Visualize dependencies in the relationship graph

In Cortex, you can visualize dependencies using the relationship graph at Tools > Relationship graphs. See the Relationship graph documentation for more information.

Automated dependency notifications

This feature is available in beta. Please reach out to your Cortex Customer Success Manager for access.

When a dependency deprecates its API or makes backwards incompatible changes, Cortex surfaces these issues via these methods:

  • Breaking API changes are listed in your Cortex workspace under Settings > Breaking API changes.

  • Cortex attempts to automatically make comments on PRs containing breaking OpenAPI changes that have downstream dependencies that Cortex knows about.

  • If a breaking change is merged to the default branch, Cortex alerts dependency owners via Slack that a breaking change was merged.

Discovery

Cortex can automatically discover dependencies from your integrations:

How to define dependencies

You can define dependencies manually via an entity's YAML descriptor, via the Cortex UI (if UI editing is enabled), or via the API.

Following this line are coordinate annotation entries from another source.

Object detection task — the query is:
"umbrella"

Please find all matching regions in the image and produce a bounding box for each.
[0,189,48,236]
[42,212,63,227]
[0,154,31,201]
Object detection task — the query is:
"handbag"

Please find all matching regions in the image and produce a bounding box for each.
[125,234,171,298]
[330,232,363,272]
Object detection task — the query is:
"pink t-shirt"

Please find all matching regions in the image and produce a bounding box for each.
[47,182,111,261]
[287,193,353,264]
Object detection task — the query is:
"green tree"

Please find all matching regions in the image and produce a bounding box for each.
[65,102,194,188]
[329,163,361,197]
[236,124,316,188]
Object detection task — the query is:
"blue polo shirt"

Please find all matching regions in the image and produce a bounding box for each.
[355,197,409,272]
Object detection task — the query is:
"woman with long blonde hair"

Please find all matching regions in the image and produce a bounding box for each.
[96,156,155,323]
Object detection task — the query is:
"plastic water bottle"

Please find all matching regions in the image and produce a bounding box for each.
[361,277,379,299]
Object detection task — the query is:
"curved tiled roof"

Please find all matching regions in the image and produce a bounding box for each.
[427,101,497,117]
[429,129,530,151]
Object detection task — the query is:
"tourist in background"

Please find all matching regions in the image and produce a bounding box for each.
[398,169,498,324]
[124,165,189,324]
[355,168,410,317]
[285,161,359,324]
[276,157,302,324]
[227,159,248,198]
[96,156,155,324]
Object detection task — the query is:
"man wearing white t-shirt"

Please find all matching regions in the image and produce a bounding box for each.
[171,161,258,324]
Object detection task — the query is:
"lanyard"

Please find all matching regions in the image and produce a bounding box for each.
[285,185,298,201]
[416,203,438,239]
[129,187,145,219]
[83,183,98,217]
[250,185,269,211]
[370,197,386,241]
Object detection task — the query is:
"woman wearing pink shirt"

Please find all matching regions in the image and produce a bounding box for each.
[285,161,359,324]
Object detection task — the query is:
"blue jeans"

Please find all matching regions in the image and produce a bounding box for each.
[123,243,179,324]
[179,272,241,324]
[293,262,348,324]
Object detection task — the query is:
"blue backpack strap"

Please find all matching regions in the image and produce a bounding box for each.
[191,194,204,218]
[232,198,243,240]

Your user or API key need the Edit entities permission.

Define dependencies in the Cortex UI

  1. Navigate to the entity where you need to define a dependency.

  2. In the upper right corner of the entity details page, click Configure entity.

  3. Click the Hierarchy tab.

  4. In the Dependencies block, click +Add entity.

  5. In the dropdown menu, choose an entity.

  6. Optionally, select an endpoint.

  7. Click Add.

Set an endpoint for a dependency

Before you can select an endpoint from the dropdown when manually defining a dependency, that endpoint must be defined as a path in the entity's YAML file. See the example below:

openapi: 3.0.1
info:
  title: Endpoint Example Service
  description: "This is an example"
  x-cortex-tag: endpoint-example-service
  x-cortex-type: service
paths:
  /hello/world:
    get:
      description: Some description
      requestBody:
        description: optional
      responses:
        "200":
          description: optional
      deprecated: false
  /another/path:
    put:
      deprecated: false

In the UI, the paths will appear in the Endpoint dropdown:

Sync dependencies

Cortex syncs AWS dependencies every day at 8:00 a.m. UTC. All other dependencies sync at 12:00 a.m. UTC.

If you need to sync dependencies manually:

  1. Navigate to Tools > Relationship graphs.

  2. In the upper right corner of the page, click the menu icon, then click Sync dependencies.

Troubleshooting and FAQ

What if I have multiple dependency sources?

When leveraging multiple dependency sources (such as Datadog and a catalog entity's YAML), all the sources will be merged together and deduplicated.

For example, if an entity YAML indicates X->Y and Datadog indicates X->Y and X->Z, we will have two edges presented (X->Y and X->Z).